The other main issue is that for scrub habitat, there is really a narrow window of time before it grows and matures into an oak forest. You only have about 3-15 years when they are trees that are the right size for scrub jays. You need fire to burn back areas of mature oak forests to maintain this window of scrub. The problem is the lack of forest fires. The one who really killed the Florida scrub jay was Smokey the Bear. The real fountain of youth in Florida wasn’t water; it was a fountain of flame which naturally maintained such habitats across Florida, including the scrub jays.

“Prescribed burns” can help create more scrub. But many of these preserves and areas where scrub jays exist are surrounded by dense development, making it really challenging to do prescribed burns without sending smoke onto patios and into living rooms. The point is, you can’t just set aside 10,000 acres of scrub and expect it to solve the problem because it has to be managed and periodically burned back by humans. Lightning fires are pretty much a thing of the past in Florida thanks to Smoky and his fire-fighting friends.

What gives you hope about the future of the scrub jay in Florida?

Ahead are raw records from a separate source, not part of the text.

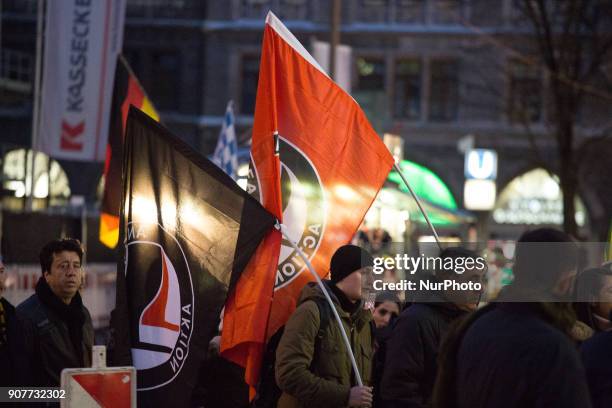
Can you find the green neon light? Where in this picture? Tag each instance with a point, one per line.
(425, 183)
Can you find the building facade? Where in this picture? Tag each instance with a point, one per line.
(430, 71)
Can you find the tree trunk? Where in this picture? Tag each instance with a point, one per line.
(568, 175)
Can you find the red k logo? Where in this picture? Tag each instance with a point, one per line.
(71, 136)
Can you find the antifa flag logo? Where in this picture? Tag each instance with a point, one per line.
(158, 275)
(303, 202)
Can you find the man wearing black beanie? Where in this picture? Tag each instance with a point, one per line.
(313, 367)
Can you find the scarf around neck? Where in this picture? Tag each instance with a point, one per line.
(72, 315)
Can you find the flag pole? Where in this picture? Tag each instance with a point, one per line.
(326, 294)
(416, 199)
(36, 106)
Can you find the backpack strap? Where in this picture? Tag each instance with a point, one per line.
(324, 319)
(324, 316)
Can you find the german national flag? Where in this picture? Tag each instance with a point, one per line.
(127, 91)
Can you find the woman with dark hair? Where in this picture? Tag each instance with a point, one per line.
(594, 298)
(594, 307)
(518, 351)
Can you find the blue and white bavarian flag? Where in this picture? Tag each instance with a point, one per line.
(226, 152)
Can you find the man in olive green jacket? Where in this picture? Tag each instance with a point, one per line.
(317, 372)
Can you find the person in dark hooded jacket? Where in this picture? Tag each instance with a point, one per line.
(7, 335)
(412, 349)
(518, 351)
(597, 357)
(315, 372)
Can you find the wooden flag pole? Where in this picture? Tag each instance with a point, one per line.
(326, 294)
(399, 171)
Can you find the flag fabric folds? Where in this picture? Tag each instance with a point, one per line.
(127, 91)
(188, 232)
(226, 152)
(317, 164)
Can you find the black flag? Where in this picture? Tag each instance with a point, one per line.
(188, 232)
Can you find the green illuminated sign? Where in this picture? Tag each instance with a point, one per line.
(425, 183)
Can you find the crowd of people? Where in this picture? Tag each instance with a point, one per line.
(446, 351)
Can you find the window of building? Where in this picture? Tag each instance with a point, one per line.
(408, 79)
(447, 11)
(444, 90)
(50, 183)
(372, 11)
(409, 11)
(525, 93)
(370, 74)
(249, 76)
(163, 87)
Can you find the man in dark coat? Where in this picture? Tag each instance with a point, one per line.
(597, 358)
(7, 322)
(412, 349)
(55, 327)
(518, 352)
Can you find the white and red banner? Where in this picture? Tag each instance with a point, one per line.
(112, 387)
(82, 41)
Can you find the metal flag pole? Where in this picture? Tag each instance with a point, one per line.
(399, 171)
(36, 104)
(324, 290)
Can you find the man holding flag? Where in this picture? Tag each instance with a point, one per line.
(317, 165)
(312, 364)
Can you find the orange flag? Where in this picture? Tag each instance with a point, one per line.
(332, 164)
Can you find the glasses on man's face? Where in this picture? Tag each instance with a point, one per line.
(383, 312)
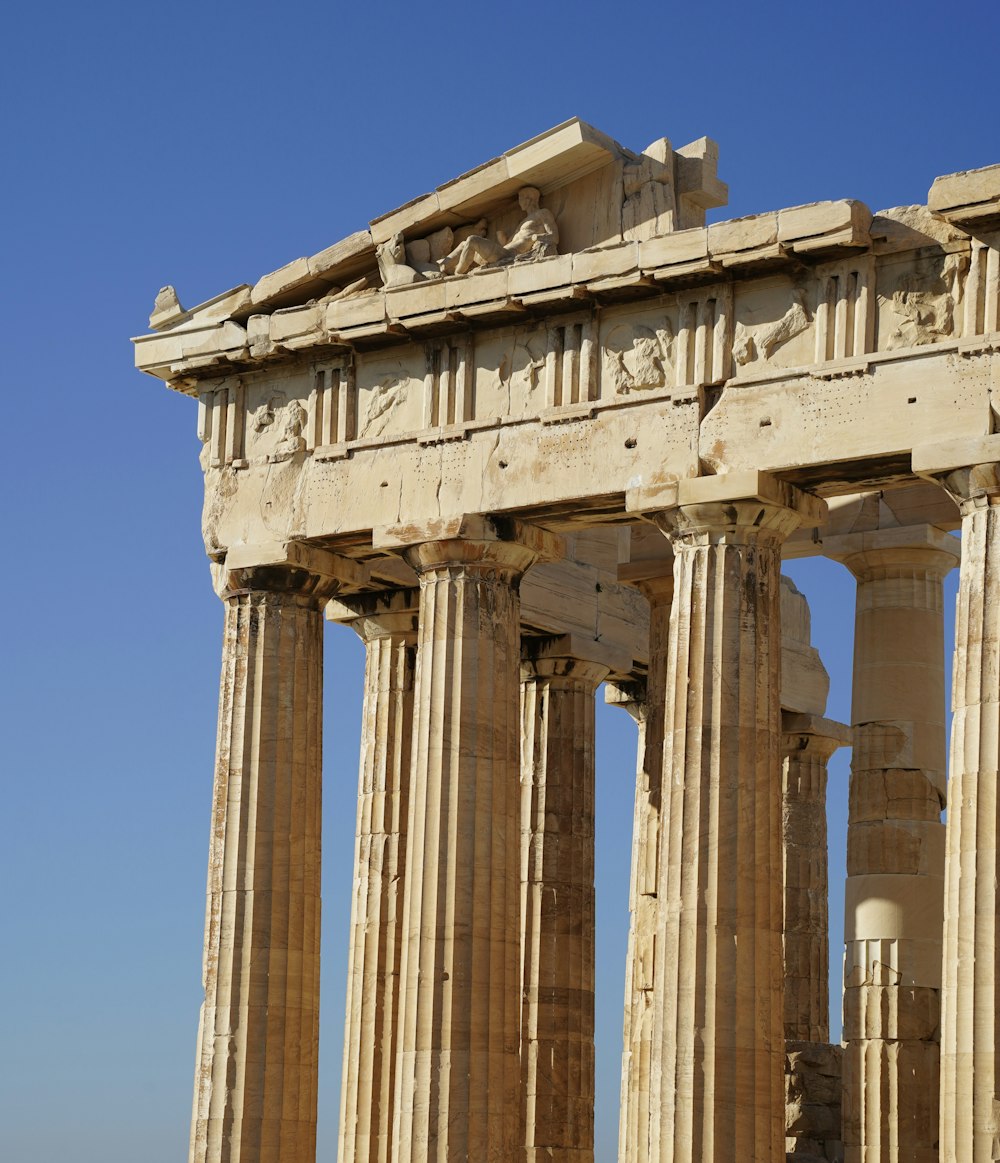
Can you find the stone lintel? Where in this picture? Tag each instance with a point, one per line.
(745, 485)
(822, 729)
(547, 546)
(931, 461)
(913, 536)
(576, 646)
(968, 198)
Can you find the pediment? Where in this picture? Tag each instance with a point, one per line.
(599, 192)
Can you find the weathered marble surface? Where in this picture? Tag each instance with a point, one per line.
(492, 396)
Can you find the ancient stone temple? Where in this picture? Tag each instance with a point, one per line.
(538, 430)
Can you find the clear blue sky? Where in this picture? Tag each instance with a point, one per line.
(204, 144)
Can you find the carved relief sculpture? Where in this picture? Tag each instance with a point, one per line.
(537, 236)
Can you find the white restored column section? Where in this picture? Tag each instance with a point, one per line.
(387, 625)
(255, 1096)
(719, 1078)
(807, 743)
(634, 1142)
(893, 908)
(970, 1071)
(557, 875)
(458, 1063)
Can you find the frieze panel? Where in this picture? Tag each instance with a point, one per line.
(844, 314)
(390, 393)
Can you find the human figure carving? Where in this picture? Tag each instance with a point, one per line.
(536, 237)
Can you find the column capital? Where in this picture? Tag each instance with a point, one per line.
(727, 489)
(968, 470)
(629, 694)
(922, 547)
(285, 566)
(736, 507)
(812, 735)
(379, 614)
(656, 587)
(470, 539)
(570, 656)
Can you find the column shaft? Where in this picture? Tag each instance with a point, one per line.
(895, 854)
(634, 1141)
(970, 1071)
(804, 841)
(557, 873)
(371, 1027)
(458, 1069)
(719, 1079)
(257, 1055)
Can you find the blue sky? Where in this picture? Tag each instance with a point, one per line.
(204, 145)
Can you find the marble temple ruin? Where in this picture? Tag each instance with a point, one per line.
(543, 429)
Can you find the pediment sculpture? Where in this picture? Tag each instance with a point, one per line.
(449, 251)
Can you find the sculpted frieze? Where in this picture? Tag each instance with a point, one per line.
(638, 357)
(756, 342)
(923, 300)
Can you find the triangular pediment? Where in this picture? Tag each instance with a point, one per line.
(583, 179)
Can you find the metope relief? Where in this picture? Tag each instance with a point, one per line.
(275, 427)
(388, 400)
(756, 342)
(638, 357)
(509, 372)
(921, 301)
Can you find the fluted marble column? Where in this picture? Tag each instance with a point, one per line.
(387, 625)
(970, 1060)
(807, 744)
(637, 1017)
(718, 1078)
(557, 877)
(640, 965)
(255, 1096)
(458, 1064)
(893, 906)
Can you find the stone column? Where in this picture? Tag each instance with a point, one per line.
(458, 1062)
(893, 907)
(255, 1093)
(637, 1018)
(719, 1079)
(813, 1068)
(387, 625)
(970, 1072)
(807, 743)
(640, 965)
(557, 876)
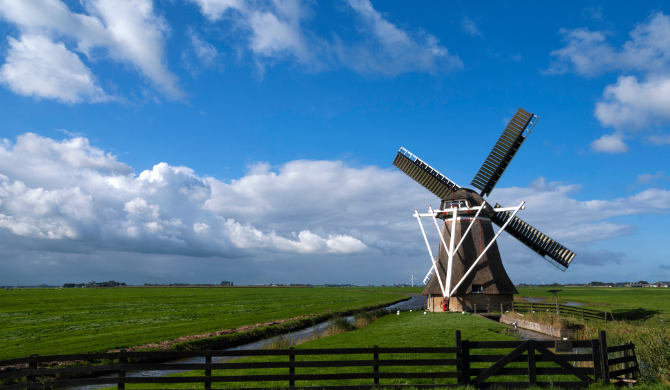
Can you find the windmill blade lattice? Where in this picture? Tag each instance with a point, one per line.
(504, 150)
(424, 174)
(542, 244)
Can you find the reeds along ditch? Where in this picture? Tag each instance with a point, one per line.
(335, 326)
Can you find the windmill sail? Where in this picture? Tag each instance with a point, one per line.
(549, 249)
(424, 174)
(504, 150)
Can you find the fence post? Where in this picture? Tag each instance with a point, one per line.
(625, 365)
(122, 370)
(465, 357)
(604, 357)
(459, 355)
(375, 357)
(32, 365)
(208, 371)
(291, 367)
(532, 372)
(595, 353)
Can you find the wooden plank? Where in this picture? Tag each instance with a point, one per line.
(629, 370)
(604, 358)
(569, 368)
(297, 377)
(459, 355)
(501, 363)
(11, 362)
(80, 356)
(538, 358)
(619, 348)
(532, 368)
(465, 372)
(625, 359)
(539, 371)
(597, 368)
(78, 382)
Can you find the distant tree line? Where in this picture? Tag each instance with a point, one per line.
(93, 283)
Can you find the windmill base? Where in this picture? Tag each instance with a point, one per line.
(467, 302)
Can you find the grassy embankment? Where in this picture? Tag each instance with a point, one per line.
(53, 321)
(405, 330)
(642, 316)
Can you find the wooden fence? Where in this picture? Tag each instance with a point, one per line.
(482, 364)
(571, 310)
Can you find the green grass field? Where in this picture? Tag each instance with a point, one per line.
(53, 321)
(404, 330)
(606, 298)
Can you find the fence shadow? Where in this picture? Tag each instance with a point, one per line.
(635, 314)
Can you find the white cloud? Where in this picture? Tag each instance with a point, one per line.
(276, 31)
(635, 105)
(35, 66)
(128, 31)
(647, 178)
(637, 101)
(70, 198)
(471, 28)
(610, 143)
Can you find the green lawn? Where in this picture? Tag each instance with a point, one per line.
(607, 298)
(405, 330)
(54, 321)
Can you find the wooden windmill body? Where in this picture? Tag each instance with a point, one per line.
(488, 284)
(468, 270)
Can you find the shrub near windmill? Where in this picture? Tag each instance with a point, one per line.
(469, 268)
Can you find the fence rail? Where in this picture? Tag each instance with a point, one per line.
(482, 364)
(577, 311)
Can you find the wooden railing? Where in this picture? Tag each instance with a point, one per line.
(571, 310)
(482, 364)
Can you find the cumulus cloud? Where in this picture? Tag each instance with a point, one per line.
(127, 31)
(35, 66)
(647, 178)
(636, 101)
(612, 143)
(276, 31)
(67, 196)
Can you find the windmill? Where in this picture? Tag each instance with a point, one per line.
(468, 269)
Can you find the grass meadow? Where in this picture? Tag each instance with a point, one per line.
(406, 330)
(61, 321)
(612, 299)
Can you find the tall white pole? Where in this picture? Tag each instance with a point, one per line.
(439, 234)
(452, 253)
(418, 218)
(470, 226)
(487, 248)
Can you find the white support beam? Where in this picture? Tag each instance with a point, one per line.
(452, 252)
(470, 226)
(430, 251)
(486, 249)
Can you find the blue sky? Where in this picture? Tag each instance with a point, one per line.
(208, 140)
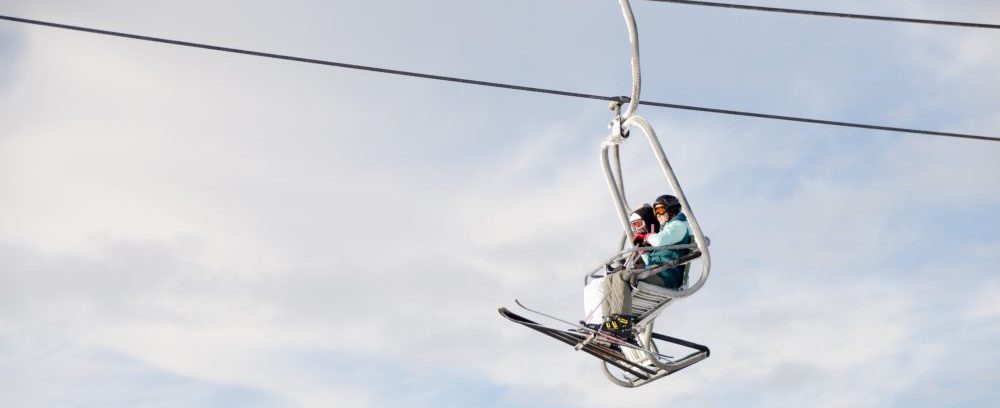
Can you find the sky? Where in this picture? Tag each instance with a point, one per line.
(189, 228)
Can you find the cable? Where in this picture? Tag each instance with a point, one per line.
(829, 14)
(492, 84)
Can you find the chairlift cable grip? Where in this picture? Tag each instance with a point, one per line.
(633, 35)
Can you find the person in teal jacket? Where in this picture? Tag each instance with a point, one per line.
(673, 230)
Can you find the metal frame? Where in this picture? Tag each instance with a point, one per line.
(611, 163)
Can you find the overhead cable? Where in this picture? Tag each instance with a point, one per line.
(830, 14)
(491, 84)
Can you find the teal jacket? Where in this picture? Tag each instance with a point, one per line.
(674, 232)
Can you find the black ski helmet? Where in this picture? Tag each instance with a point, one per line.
(670, 202)
(647, 215)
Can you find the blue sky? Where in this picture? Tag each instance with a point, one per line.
(188, 228)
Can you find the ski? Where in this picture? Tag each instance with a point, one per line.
(596, 349)
(598, 334)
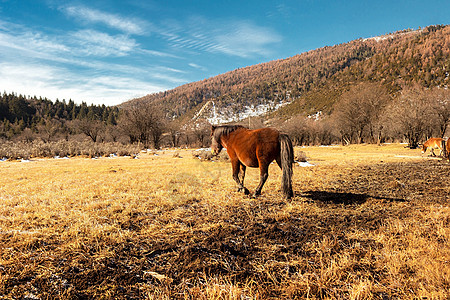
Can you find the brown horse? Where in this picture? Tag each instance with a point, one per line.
(256, 149)
(433, 143)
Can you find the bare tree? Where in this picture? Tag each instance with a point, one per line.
(440, 101)
(91, 128)
(410, 115)
(358, 113)
(142, 123)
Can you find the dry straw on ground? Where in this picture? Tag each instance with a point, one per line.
(366, 222)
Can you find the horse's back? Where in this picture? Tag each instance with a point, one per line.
(434, 143)
(254, 146)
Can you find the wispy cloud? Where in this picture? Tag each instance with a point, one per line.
(196, 66)
(91, 42)
(59, 82)
(236, 38)
(245, 39)
(115, 21)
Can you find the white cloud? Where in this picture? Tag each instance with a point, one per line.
(246, 39)
(127, 25)
(235, 38)
(91, 42)
(57, 82)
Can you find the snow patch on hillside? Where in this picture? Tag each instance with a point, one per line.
(230, 114)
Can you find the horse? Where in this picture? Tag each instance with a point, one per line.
(255, 149)
(433, 143)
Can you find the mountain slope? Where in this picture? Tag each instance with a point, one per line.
(312, 81)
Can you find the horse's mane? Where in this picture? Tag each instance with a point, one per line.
(225, 130)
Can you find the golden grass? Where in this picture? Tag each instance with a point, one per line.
(366, 222)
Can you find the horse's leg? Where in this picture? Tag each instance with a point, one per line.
(242, 173)
(264, 173)
(237, 165)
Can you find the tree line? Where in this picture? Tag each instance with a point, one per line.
(368, 113)
(365, 113)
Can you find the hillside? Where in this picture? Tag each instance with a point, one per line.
(312, 81)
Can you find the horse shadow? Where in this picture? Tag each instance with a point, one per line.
(343, 198)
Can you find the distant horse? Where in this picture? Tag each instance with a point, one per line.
(256, 149)
(433, 143)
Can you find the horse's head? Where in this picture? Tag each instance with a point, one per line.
(424, 148)
(216, 146)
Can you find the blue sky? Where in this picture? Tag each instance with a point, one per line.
(107, 52)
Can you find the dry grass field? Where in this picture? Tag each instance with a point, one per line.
(366, 222)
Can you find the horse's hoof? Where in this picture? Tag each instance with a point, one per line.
(246, 191)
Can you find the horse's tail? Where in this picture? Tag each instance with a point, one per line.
(287, 159)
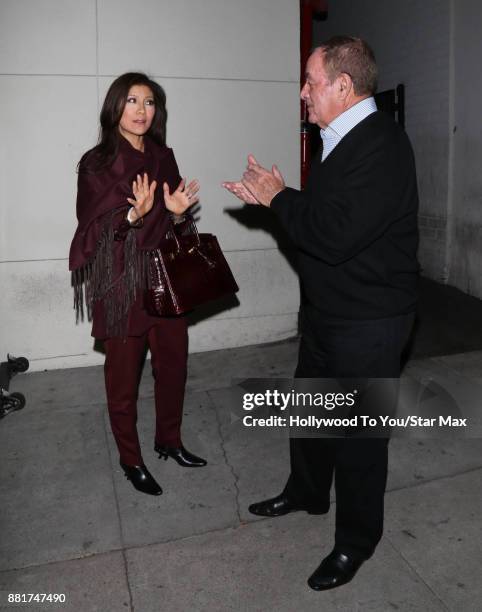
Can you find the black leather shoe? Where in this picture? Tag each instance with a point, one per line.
(141, 479)
(279, 506)
(181, 455)
(334, 570)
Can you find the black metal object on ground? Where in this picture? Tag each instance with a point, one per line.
(15, 400)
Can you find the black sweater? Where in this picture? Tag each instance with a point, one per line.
(355, 224)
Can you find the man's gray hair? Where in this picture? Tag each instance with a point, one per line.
(354, 57)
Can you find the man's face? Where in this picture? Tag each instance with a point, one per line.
(321, 96)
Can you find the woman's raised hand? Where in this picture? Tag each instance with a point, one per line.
(181, 199)
(143, 194)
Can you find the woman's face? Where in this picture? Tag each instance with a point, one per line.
(138, 112)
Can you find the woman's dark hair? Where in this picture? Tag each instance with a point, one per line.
(107, 147)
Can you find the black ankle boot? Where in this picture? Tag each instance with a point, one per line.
(141, 479)
(181, 455)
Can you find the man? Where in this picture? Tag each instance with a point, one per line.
(355, 229)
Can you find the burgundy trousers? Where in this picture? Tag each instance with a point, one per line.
(167, 341)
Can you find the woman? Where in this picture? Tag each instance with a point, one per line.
(122, 215)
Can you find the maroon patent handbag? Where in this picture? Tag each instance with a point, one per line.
(186, 271)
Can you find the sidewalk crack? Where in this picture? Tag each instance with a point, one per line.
(226, 460)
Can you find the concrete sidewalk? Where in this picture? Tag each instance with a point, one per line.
(72, 524)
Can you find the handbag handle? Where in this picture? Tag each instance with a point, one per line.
(190, 224)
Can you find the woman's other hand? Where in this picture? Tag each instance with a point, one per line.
(144, 196)
(181, 199)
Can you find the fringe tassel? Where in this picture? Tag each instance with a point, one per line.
(94, 281)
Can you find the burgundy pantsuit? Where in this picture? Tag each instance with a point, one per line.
(167, 341)
(105, 253)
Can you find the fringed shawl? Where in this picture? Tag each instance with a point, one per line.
(109, 261)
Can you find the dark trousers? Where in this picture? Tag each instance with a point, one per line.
(167, 341)
(346, 349)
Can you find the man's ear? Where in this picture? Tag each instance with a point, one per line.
(344, 85)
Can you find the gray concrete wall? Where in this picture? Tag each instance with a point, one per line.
(411, 41)
(465, 271)
(231, 73)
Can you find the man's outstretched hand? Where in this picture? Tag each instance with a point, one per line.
(258, 185)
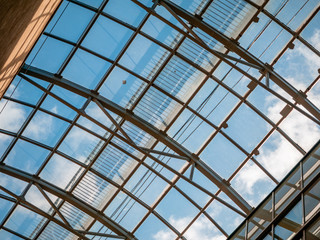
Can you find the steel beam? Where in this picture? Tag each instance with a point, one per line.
(145, 126)
(68, 197)
(244, 54)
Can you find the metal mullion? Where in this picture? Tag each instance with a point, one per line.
(97, 234)
(61, 39)
(15, 233)
(112, 67)
(161, 196)
(218, 10)
(300, 29)
(39, 109)
(136, 199)
(113, 120)
(289, 207)
(274, 127)
(232, 9)
(239, 69)
(16, 203)
(199, 208)
(54, 150)
(82, 37)
(146, 127)
(52, 205)
(24, 125)
(89, 7)
(88, 184)
(123, 50)
(289, 30)
(177, 173)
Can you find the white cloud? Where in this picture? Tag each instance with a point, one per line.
(12, 116)
(279, 156)
(201, 228)
(40, 127)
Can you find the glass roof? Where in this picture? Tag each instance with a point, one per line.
(140, 119)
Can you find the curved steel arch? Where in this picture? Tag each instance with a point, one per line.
(246, 55)
(144, 125)
(68, 197)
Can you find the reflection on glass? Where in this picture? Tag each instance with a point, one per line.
(290, 224)
(312, 201)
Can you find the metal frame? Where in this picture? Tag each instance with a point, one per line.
(192, 160)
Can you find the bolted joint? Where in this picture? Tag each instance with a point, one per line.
(57, 75)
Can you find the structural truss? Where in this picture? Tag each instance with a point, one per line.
(140, 119)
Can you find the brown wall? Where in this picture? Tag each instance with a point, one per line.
(21, 23)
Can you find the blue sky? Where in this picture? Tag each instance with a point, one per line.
(122, 84)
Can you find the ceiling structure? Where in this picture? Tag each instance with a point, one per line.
(157, 119)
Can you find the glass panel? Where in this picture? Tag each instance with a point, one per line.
(57, 232)
(290, 224)
(45, 128)
(157, 29)
(94, 190)
(22, 90)
(312, 232)
(45, 51)
(125, 10)
(12, 115)
(179, 78)
(61, 172)
(85, 69)
(122, 88)
(288, 190)
(8, 236)
(24, 221)
(80, 145)
(70, 21)
(157, 108)
(145, 61)
(312, 201)
(32, 156)
(107, 37)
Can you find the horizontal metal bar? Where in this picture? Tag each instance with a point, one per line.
(244, 54)
(142, 124)
(60, 193)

I’ve written three books on birds. The first bird I wrote about went extinct in the 1980s. The second was on the sacred raven. There are no more left in the wild and just a handful in captivity. But with this book there are still a lot left in a few places. There is every reason to think that it could survive in locations like Ocala National Forest. Land managers there have set aside 50,000 acres in Ocala and are beginning to manage that for scrub jay. That could eventually double the population.

I have hope and there is no reason this bird has to suffer the same fate as the dusky seaside sparrow and so many other birds. But it won’t happen on its own. People will have to help.